Il Club Alpino Italiano, da sempre sensibile alla tutela della montagna in tutti i suoi aspetti, si è dotato di un nuovo strumento di autoregolamentazione: il “Nuovo Bidecalogo”.
Questo documento programmatico, approvato durante l’assemblea nazionale dei delegati a Torino il 25-26 maggio 2013, esprime la politica protezionistica e le linee di indirizzo e di autoregolamentazione del Cai, tenendo conto dell’esigenza di conservazione dell’ambiente montano e delle genti che vi sono inserite. Racchiude in sé i vari documenti sulla tutela dell’ambiente montano che erano stati approvati nel corso degli ultimi 30 anni: il Bidecalogo del 1981 (documento in 20 punti, tra i primi in Italia sui temi ambientali); la Charta di Verona del 1990 e le Tavole di Courmayeur del 1995, più diverse proposte specifiche sugli stessi argomenti. Nel nuovo documento ambientale del Club Alpino non vengono trattati solo i settori – turismo, escursionismo ed alpinismo nelle loro diverse forme – più direttamente connessi alle attività praticate dai soci del sodalizio. Anche temi quali paesaggio, aree protette, uso del suolo, produzione di energia, mobilità e trasporti vengono affrontati e per ognuno è stata elaborata una “posizione” e sono stati formulati specifici “impegni” che dovranno essere fatti propri da ciascuna sezione e da ciascun socio. Forse la grande scommessa del Cai, un sodalizio che conta oltre 300.000 soci e centinaia di sezioni distribuite su tutto il territorio nazionale, è proprio quello di far recepire ad una base sociale il più grande possible, e mettere in pratica, i principi e le raccomandazioni contenute nel documento. Il documento indica con maggiore concretezza l’identità dell’associazione per la quale gli iscritti sono tenuti alla conoscenza e al rispetto. All’interno del Club alpino, pur essendo da sempre considerato un’associazione ambientalista e nonostante i principi statutari, questa consapevolezza non sempre è stata presente. Lo confermano le parole di chi come Antonio Zambon, Presidente del Cai Friuli, è da tempo impegnato sul fronte ambientale: «Il Cai non deve essere più visto dal socio solo come “bollino” e assicurazione o per la possibilità di praticare attività ludico-sportiva, ma come associazione che promuove la cultura della montagna in tutti i suoi aspetti, nel rispetto degli ambienti e delle popolazioni che vi abitano».

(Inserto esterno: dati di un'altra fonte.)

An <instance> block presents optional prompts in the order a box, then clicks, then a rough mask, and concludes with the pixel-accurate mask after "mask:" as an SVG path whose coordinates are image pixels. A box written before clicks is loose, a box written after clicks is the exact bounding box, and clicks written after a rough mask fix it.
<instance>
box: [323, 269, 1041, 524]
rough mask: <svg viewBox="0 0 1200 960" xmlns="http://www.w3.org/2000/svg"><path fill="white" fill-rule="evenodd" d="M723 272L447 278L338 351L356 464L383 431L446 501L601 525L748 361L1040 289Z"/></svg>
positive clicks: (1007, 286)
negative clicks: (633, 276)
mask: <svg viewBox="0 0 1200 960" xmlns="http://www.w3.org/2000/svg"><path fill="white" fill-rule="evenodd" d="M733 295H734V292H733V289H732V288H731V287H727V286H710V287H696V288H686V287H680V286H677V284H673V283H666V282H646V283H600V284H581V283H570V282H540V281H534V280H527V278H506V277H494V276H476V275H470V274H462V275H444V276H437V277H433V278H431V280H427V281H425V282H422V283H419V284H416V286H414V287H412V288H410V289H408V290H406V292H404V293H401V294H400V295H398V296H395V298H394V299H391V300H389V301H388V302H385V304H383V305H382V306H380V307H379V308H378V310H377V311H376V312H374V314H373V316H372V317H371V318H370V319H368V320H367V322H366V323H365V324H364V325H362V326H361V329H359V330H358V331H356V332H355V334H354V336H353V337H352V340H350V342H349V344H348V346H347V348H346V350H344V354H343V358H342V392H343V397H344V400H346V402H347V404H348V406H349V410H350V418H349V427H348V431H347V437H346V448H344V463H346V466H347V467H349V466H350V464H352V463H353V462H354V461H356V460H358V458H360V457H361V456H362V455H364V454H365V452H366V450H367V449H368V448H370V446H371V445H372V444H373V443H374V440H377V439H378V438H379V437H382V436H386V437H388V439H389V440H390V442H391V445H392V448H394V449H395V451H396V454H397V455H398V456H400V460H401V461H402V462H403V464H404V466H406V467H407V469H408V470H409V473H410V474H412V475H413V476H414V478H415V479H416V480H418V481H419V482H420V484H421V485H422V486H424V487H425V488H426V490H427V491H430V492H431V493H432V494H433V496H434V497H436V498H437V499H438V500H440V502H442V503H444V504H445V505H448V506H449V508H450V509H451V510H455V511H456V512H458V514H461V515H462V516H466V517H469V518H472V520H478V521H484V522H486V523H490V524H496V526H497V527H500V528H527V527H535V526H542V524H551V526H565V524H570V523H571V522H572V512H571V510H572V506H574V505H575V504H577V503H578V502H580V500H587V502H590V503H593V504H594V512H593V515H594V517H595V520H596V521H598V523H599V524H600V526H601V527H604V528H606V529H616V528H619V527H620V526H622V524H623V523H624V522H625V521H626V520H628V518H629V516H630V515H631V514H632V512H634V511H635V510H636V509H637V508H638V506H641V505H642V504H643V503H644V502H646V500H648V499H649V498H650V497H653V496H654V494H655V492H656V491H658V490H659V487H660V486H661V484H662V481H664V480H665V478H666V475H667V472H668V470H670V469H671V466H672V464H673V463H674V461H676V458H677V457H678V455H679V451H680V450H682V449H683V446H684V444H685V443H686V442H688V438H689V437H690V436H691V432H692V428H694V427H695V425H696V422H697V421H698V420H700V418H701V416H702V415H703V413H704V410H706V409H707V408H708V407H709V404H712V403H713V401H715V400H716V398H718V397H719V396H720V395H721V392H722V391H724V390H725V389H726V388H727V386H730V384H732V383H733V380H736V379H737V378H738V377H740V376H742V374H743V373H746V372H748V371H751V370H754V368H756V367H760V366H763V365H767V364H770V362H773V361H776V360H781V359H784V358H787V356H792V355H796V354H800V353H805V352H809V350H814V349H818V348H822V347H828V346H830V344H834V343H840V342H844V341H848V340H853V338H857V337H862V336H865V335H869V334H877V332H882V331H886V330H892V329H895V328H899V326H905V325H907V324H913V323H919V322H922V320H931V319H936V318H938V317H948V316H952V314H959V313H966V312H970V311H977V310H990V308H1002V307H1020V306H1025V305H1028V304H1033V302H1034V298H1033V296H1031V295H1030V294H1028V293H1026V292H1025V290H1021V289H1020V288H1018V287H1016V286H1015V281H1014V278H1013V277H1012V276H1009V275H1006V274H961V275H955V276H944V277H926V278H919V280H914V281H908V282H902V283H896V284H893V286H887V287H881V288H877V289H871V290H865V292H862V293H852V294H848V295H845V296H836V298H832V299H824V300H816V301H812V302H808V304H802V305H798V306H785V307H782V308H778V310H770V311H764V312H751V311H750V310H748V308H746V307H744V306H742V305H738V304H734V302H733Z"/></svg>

Se alcune raccomandazioni contenute nel documento possono sembrare scontate, altre non lo sono affatto e riguardano le strutture in quota, gli impianti di risalita e le vie di comunicazione, la mobilità, l’utilizzo di prodotti regionali nelle strutture ricettive. Anche la frequentazione della montagna ha dei limiti. Ci sono aree di particolare pregio e ambienti delicati, periodi dell’anno che si possono prestare o meno, attività ludiche che necessitano di particolare attenzione. Ben vengano le varie forme di autoregolamentazione, purché tali siano davvero, ma l’auspicio è che il Cai continui a battersi, come sta facendo, perché si possa arrivare a delle regole su base nazionale che vengano rispettate da soci e non soci.